Solo se apartó para sujetar el rostro de Robin con ambas manos, mirándolo con ojos salvajes—.
¿Qué te pasó?
Tu cuerpo…
no ha envejecido, ¡es más joven!
¡Esto es imposible!
—Encontré una buena crema de belleza.
¿Quieres que comparta un poco para tu trasero arrugado?
—bromeó Robin.
—¡Esto no es algo para bromear!
—espetó Billy, con la voz quebrada—.
Al menos dime…
¡tu cultivo!
Estabas en el Décimo Nivel en aquel entonces.
Ahora solo estás en el Quinto.
¡¿Qué te pasó?!
—No hagas preguntas cuyas respuestas feas no quieras oír —dijo Robin con ligereza, zafándose de su agarre—.
Solo sabe esto: soy Robin, en sangre y en carne.
Billy finalmente exhaló y se hundió en la silla frente a él, todavía aturdido.
—…¿No puedes ni siquiera decirme dónde has estado todos estos años?
¿Sabes cuánto me preocupé?
Incluso ahora, el patriarca suspira cada vez que se menciona tu nombre.
Robin se reclinó.
—Le dije que iría a estudiar las Leyes Celestiales.
Eso es exactamente lo que hice.
Antes de que Billy pudiera insistir más, la puerta se abrió.

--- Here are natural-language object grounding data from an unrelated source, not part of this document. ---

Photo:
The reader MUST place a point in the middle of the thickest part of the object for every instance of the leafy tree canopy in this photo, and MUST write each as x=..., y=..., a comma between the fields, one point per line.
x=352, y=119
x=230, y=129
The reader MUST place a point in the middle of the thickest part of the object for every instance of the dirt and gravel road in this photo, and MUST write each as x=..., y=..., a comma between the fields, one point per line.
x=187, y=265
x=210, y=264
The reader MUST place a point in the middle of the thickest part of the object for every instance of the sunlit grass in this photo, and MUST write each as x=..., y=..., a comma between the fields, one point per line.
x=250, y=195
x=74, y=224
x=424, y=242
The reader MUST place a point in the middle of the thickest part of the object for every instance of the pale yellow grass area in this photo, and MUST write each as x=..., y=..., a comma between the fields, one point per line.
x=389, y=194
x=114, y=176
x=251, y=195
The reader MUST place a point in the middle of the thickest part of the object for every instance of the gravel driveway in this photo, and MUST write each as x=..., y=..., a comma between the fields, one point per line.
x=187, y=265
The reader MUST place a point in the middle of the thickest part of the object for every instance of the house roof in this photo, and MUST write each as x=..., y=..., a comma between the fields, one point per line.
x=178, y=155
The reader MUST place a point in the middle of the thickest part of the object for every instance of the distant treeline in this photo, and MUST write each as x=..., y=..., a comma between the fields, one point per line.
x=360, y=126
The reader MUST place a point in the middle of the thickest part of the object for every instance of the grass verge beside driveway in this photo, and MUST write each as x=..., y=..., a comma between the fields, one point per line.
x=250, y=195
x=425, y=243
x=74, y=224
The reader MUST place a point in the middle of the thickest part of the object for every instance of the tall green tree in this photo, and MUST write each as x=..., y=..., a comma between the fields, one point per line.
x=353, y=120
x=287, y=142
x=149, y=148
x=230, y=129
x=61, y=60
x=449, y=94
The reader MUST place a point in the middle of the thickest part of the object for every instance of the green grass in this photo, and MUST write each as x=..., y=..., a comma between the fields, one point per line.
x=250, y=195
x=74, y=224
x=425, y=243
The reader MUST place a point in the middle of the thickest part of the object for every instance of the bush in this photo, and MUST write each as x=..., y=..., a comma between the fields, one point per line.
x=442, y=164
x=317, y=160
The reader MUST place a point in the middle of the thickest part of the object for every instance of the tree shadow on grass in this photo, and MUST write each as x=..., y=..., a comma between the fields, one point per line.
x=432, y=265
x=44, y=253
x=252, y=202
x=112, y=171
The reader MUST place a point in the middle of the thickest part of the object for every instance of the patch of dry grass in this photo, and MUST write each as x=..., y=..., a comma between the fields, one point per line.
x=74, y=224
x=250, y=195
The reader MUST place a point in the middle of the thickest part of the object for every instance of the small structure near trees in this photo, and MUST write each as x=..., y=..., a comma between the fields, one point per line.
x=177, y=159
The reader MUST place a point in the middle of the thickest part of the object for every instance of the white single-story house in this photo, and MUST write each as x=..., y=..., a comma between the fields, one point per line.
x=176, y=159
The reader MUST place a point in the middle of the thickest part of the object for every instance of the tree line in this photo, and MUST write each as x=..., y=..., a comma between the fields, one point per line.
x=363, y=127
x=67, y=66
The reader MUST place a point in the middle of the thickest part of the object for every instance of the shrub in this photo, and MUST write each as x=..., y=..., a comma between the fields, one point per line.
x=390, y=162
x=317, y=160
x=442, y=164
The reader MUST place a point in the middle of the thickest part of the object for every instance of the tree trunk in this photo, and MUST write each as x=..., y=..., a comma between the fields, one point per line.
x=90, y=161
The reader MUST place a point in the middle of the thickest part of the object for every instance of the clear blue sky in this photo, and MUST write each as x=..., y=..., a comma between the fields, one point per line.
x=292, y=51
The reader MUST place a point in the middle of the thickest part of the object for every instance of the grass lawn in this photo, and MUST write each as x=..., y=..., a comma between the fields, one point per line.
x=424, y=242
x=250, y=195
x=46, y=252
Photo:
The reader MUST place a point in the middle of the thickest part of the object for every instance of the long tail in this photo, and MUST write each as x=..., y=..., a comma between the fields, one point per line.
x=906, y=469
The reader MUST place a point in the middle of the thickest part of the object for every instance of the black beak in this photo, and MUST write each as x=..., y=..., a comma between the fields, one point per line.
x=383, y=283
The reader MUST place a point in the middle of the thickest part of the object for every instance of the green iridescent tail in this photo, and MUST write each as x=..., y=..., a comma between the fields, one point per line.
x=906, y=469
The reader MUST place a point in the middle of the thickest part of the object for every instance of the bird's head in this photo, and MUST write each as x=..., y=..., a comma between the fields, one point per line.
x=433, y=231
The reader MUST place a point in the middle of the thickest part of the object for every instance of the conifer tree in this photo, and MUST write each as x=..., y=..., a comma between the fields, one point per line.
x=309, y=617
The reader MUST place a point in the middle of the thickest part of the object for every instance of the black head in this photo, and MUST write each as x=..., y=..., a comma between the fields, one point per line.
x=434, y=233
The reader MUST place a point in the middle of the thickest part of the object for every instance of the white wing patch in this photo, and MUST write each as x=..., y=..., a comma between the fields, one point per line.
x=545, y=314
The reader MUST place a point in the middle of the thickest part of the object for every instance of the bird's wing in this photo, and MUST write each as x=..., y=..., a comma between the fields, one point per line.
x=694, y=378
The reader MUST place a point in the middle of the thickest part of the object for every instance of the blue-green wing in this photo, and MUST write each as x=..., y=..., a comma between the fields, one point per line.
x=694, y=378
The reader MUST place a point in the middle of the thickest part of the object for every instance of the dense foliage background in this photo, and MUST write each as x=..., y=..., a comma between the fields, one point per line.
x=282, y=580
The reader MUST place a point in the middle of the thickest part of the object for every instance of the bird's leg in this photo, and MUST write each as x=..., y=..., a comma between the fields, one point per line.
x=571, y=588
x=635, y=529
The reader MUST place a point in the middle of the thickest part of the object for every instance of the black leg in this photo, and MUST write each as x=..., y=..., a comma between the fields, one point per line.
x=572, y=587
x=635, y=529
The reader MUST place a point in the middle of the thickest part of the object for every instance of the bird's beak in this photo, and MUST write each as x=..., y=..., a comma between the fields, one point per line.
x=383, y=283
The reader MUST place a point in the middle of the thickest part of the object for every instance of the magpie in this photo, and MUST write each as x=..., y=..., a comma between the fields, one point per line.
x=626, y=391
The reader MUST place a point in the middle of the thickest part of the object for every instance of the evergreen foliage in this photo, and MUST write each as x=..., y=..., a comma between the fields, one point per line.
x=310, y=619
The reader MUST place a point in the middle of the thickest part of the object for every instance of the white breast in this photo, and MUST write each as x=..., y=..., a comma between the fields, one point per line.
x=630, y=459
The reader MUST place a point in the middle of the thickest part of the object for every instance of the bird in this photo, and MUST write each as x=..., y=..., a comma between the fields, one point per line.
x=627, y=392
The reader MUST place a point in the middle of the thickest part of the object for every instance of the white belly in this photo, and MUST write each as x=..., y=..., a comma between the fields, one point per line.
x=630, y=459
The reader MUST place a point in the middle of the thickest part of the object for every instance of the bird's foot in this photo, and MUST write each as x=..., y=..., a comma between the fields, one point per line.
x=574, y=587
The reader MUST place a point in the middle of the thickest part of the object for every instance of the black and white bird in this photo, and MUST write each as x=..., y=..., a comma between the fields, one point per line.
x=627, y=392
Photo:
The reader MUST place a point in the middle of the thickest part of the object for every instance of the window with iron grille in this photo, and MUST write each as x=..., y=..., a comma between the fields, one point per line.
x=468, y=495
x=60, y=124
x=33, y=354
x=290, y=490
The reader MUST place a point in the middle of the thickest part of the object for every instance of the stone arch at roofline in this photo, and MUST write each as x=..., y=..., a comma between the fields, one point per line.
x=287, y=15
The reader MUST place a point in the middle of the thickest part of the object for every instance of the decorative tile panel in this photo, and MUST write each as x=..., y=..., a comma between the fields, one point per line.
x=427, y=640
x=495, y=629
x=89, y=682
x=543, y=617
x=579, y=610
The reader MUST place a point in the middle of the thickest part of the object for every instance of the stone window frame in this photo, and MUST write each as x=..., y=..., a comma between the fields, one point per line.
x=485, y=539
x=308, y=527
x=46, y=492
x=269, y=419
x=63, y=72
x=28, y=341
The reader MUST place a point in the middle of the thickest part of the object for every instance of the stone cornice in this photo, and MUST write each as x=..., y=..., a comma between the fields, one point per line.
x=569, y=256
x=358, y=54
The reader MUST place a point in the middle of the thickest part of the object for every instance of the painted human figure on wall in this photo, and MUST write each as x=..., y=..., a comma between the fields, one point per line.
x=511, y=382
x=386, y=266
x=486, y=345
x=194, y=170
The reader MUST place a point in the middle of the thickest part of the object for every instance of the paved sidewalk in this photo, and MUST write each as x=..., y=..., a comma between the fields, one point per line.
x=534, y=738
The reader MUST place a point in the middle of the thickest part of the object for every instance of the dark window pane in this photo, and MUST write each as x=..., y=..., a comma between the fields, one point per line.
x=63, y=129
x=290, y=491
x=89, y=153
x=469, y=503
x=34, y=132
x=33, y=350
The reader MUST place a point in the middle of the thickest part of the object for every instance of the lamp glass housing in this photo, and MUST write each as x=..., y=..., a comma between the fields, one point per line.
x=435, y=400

César entró, sosteniendo una botella de vino.
—Disculpe, Hermano Mayor.
He traído lo que me pidió.
Robin se levantó, tomó la botella y la puso sobre la mesa.
Pero antes de que pudiera hablar, Billy se volvió hacia César con una profunda reverencia.
—Señor César, por favor perdone mi intrusión.
He venido desde lejos para hablar con usted.
¿Puedo tomarle unos minutos de su tiempo?